プログラミング初心者wakinozaと申します。
勉強中に調べたことを記事にまとめています。

十分気をつけて執筆していますが、なにぶん初心者が書いた記事なので、理解が浅い点などあるかと思います。
間違い等あれば、指摘いただけると助かります。

記事を参考にされる方は、初心者の記事であることを念頭において、お読みいただけると幸いです。

記事のテーマ

  • AWS SAA 取得を目指して学習中です。
  • AWSのネットワークについて、ファイアウォール関連のものをまとめました。

目次

1. AWSのファイアウォール
2. セキュリティグループ
3. ネットワークACL
4. AWS Network Firewall
5. AWS WAF
6. AWS Firewall Manager

1. AWSのファイアウォール

セキュリティにおいて、「ファイアウォール」とは、インターネットからの不正な侵入や、内部から外部への許可していない通信を防ぐための「門番」の役割を果たします。

AWSには、さまざまな「ファイアウォール」機能が用意されています。

項目・サービス 適用対象(配置場所) チェック対象
セキュリティグループ インスタンス (ENI) L3/L4
ネットワークACL サブネット L3/L4
AWS Network Firewall VPC L3〜L7、ドメイン
AWS WAF ALB / CloudFrontなど L7 (HTTP/HTTPS)
AWS Firewall Manager 複数アカウントへのガバナンス 管理ポリシー

この記事では、これら項目やサービスの特徴をまとめていきます。

2. セキュリティグループ

セキュリティグループは、インスタンス単位で設定するファイアウォール項目です。

セキュリティグループの特徴は、以下の3点です。

  1. 「許可」のみ設定できるホワイトリスト方式
  2. ステートフル
  3. ネットワーク層(L3)とトランスポート層(L4)の制御

2.1. 「許可」のみ設定できるホワイトリスト方式

セキュリティグループは「信頼できる通信だけを定義する」というホワイトリスト(許可リスト)の考え方に基づいたファイアウォールです。
リストに載っていないものは、すべてデフォルトで拒否する原則となっているため、拒否ルールを書く必要がありません。
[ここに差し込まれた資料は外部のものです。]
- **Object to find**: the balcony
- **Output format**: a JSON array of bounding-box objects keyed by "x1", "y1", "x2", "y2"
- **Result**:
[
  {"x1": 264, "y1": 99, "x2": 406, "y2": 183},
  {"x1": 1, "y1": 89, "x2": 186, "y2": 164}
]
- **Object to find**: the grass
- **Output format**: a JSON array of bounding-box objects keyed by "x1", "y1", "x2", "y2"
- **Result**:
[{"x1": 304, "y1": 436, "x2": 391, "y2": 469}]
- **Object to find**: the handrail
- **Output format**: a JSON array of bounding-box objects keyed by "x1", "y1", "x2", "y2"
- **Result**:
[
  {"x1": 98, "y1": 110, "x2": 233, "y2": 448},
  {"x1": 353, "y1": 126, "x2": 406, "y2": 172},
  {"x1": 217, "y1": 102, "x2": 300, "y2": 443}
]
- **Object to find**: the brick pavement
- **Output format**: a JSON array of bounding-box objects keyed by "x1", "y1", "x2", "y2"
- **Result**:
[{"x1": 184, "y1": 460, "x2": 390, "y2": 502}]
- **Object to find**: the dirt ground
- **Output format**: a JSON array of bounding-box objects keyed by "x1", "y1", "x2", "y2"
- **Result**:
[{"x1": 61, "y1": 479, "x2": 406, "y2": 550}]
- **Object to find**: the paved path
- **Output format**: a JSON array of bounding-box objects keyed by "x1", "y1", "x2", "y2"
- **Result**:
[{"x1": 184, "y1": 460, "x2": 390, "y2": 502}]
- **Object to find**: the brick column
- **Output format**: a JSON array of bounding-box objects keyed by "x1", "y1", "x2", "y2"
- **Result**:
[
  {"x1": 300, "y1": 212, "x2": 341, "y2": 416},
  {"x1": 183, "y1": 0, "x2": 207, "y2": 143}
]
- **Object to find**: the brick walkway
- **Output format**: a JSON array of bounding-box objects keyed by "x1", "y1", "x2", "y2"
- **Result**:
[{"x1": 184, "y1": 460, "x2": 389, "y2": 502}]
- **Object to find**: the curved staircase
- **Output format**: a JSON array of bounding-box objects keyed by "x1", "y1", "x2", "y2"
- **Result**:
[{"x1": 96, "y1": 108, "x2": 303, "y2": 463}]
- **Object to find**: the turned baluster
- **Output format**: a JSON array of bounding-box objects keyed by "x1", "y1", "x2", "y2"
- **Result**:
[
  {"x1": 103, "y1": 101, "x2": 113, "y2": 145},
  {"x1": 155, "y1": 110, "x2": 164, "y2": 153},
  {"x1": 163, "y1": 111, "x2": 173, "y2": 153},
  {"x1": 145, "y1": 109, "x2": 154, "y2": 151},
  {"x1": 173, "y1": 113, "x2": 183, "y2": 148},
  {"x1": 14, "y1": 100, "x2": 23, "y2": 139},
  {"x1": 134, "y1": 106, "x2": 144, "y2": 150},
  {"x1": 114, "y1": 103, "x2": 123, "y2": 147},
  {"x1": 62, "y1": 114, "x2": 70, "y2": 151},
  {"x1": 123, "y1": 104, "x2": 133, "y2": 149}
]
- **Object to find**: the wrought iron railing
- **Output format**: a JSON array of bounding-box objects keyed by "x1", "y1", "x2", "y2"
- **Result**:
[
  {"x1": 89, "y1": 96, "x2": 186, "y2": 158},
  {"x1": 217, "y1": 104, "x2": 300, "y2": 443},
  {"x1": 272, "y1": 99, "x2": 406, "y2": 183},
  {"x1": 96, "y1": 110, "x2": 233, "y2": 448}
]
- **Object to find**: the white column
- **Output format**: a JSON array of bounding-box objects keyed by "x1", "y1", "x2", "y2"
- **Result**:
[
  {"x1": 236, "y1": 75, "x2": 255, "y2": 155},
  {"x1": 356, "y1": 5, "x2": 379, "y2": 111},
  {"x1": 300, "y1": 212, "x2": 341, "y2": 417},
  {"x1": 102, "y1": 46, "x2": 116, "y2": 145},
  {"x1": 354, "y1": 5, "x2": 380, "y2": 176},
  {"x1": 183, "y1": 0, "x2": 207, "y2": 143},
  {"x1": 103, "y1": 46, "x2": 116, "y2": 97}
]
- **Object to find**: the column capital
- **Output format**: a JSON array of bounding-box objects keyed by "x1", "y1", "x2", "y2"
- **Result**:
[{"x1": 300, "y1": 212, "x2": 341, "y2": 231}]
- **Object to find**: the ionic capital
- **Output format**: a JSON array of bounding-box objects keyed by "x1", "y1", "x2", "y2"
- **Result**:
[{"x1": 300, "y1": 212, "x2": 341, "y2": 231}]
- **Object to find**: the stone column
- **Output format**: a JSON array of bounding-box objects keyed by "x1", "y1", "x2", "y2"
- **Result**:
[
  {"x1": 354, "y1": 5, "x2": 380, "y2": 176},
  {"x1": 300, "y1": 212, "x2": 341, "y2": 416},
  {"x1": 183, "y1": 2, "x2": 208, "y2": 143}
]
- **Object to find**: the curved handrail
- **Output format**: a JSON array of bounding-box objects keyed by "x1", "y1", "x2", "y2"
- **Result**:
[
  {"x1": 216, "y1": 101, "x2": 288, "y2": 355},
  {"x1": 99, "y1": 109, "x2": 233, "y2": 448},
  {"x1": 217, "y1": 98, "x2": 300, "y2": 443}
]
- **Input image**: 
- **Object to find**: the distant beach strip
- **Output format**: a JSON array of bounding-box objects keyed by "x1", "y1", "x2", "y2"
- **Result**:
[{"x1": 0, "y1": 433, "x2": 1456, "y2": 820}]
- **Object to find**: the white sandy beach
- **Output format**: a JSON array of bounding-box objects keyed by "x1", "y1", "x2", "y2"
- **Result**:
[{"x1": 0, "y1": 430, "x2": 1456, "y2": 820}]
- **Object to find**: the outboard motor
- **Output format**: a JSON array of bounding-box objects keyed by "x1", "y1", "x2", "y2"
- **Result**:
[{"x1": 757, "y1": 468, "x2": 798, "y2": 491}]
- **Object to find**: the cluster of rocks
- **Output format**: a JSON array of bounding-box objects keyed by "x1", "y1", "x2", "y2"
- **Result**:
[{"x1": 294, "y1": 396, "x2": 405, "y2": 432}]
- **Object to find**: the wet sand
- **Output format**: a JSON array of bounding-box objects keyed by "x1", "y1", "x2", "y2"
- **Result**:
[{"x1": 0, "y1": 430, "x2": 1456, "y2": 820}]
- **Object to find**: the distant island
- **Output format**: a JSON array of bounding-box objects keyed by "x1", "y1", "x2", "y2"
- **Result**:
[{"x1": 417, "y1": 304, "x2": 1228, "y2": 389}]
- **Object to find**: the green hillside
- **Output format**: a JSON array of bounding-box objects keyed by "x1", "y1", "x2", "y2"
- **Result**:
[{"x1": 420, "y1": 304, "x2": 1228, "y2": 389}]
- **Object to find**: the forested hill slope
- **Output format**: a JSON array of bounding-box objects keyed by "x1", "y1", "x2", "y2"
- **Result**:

VPCを作成した段階では、デフォルトのセキュリティグループが用意されています。デフォルトの設定は、すべてのインバウンド通信(外部から内部への通信)を拒否、すべてのアウトバウンド通信(内部から外部への通信)を許可となっています。独自のルールを適用したい場合は、新しいセキュリティグループを作成し、インスタンスに付与する必要があります。

セキュリティ設定に複数のルールを記載した場合は、すべてのルールが適用されます。
もし、何らかの「例外的な拒否」を設定したい場合は、後述するネットワークACLを利用します。

作成したセキュリティグループは、複数のインスタンスに適用可能です。
また、1つのインスタンスに複数のセキュリティグループを付与することも可能です。

2.2. ステートフル

セキュリティグループは、コネクション追跡(Connection Tracking)を行っており、通信の状態を管理する「ステートフル」な機能を持っています。
そのため、インスタンスから開始された通信に対する応答のインバウンド通信は、ルールに関わらず一時的なエントリとして許可されます。

2.3. ネットワーク層(L3)とトランスポート層(L4)の制御

セキュリティグループは、トランスポート層(L4)の「プロトコル」と「ポート番号」と、ネットワーク層(L3)の「IPアドレス」という情報をもとに通信を許可しています。

インバウンド通信において、プロトコルとポート番号の組み合わせは通信の「宛先住所」、IPアドレスは「送り主住所」のようなものです。
セキュリティグループは、通信のプロトコル・ポート番号・IPアドレスを確認し、それら「住所」がルールに記載されている場合に通信を許可します。

また、IPアドレス以外に「セキュリティグループID」や「CIDR」を設定することも可能です。
Auto Scalingなどでインスタンスの増減を設定している場合、新しく作成されたインスタンスには、サブネットに付与されたCIDRから新しいIPアドレスが自動的に付与されます。
しかし、新しく付与されたIPアドレスがセキュリティグループに記載されていないと、新しく作成されたインスタンスからの通信を受信できません。

こういったインスタンスの可用性に対応するため、セキュリティグループにも柔軟な記述が可能です。
例えば、サブネットに付与されたCIDRをルールに記載することで、新しいインスタンスが作成されても、CIDR内のIPアドレスであれば自動的に通信を許可できます。
また、Auto Scalingでインスタンスが増減する場合、インスタンスに付与されるセキュリティグループは同一です。
そこで、セキュリティグループIDを許可対象として設定することで、インスタンスが増減しても同じセキュリティグループからの通信であれば許可するといった動的な対応が可能です。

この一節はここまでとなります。